Sensitive data, as health data is, get more privacy protection, and Article 9 covers this specifically. Safeguards used include:

  1. Pseudonymisation: This is removing identifying fields such as name, date of birth and address but in health needs to go even further. A diagnosis of a specific disease and treating hospital plus gender may be enough to identify the patient. With big data and large amounts of patients, it becomes harder to identify individuals, but even there it is important to think about unusual characteristics which may make the patient stand out. Some doctors have fallen foul to this on twitter when making what they thought were generic comments about a type of patient they may have seen during a specific shift. However, at the same time you still have to have the correct data to treat your patient. This means that you need additional information in order to access all the information about your specific patient.
  2. Anonymisation: This means that you strip away all the identifying aspects from the data and can no longer identify the patient. This is a valid technique for research. You can no longer identify the person even if you have the additional information. As mentioned previously, it is very hard to anonymise medical data and there is a chilling report here for al those with any level of data protection responsibility about how supposedly anonymised health data sets were not so anonymous once compared to local newspaper reports. 43% of the individuals were identified.
  3. Encryption: This encoding of the data is very much more a technical aspect.  Most doctors would find it hard to know what questions to ask and then interpret the answers. However, thinking of specific clinical contexts may make the technical team think about uses and deviations which they had not come across.

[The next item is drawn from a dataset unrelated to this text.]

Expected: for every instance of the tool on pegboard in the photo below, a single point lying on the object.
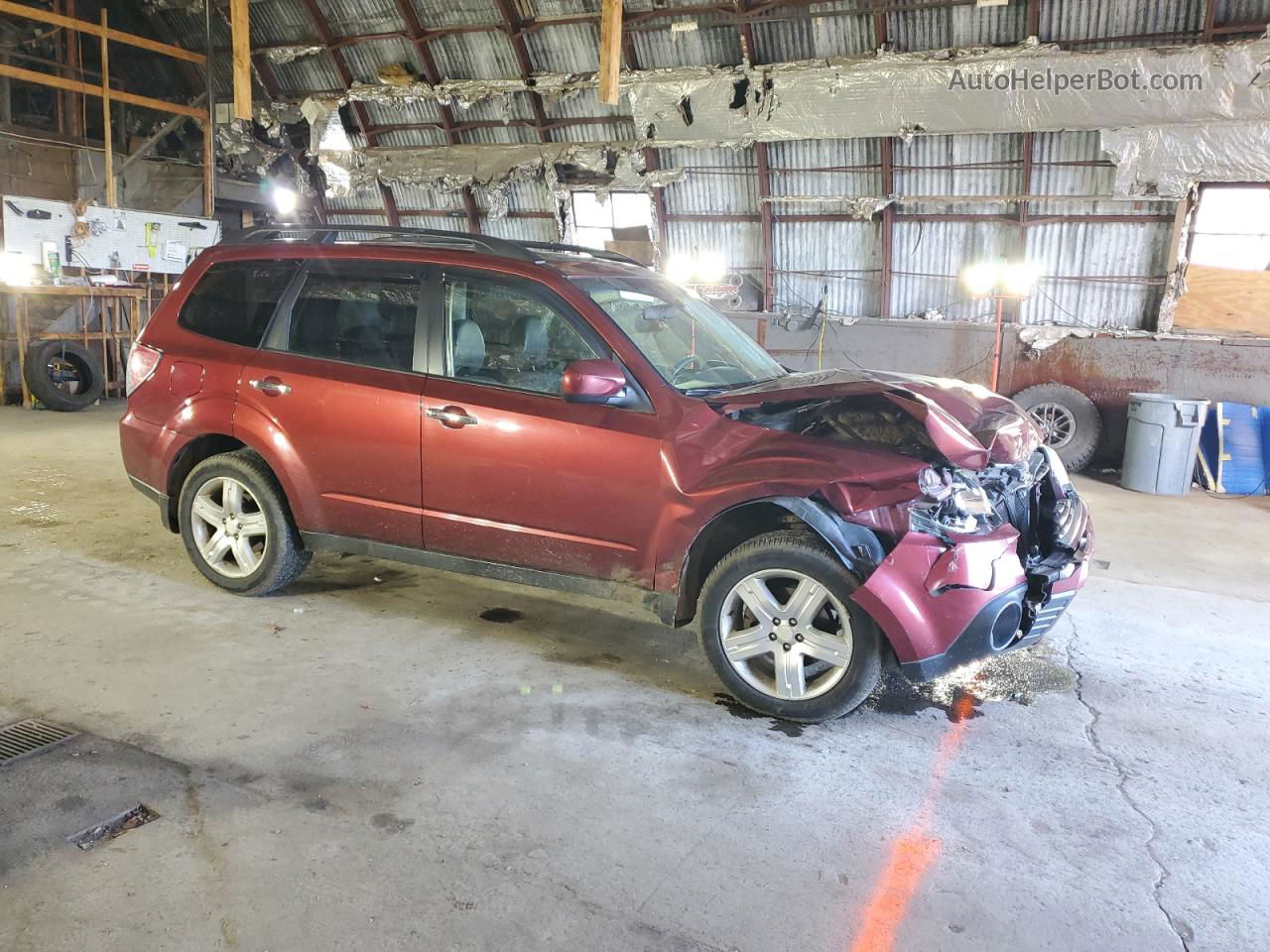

In general, observing good medical practice will set you on the right road, but the questions come when you want to contract a new software.

  1. What / who is the data processor you use? Are they compliant with GDPR and what sort of guarantees do they offer?
  2. As this is sensitive data, how is it:
    1. Pseudonymised?
    2. Encrypted?
  3. How are you complying with data protection by design and default?

Although most clinicians without any programming or technical knowledge would find it hard to ask specific questions and then understand the answers. However, technicians don’t have the situation-specific understanding of how this data will be used and going through a typical consultation together step by step can help uncover moments when there may be data compliance issues. This is the data protection by default – only the sensitive data needed for the specific process can be processed. For example:

  • How do you lock the screen temporarily while examining a patient when family members may be present?
  • How do you deal with multiple doctors using the same computer?
  • How are blood results transferred between the laboratory and your EHR?
  • Are emails encrypted if you have to do a referral to a colleague?

The company selling you any software should be able to give you clear answers and explanations as to how they are helping you comply with your obligations as a data controller in the clinical setting. Your obligations when contracting a data processor are set out in Article 28, and even if you don’t know the article in detail (!), the people selling you the EHR should.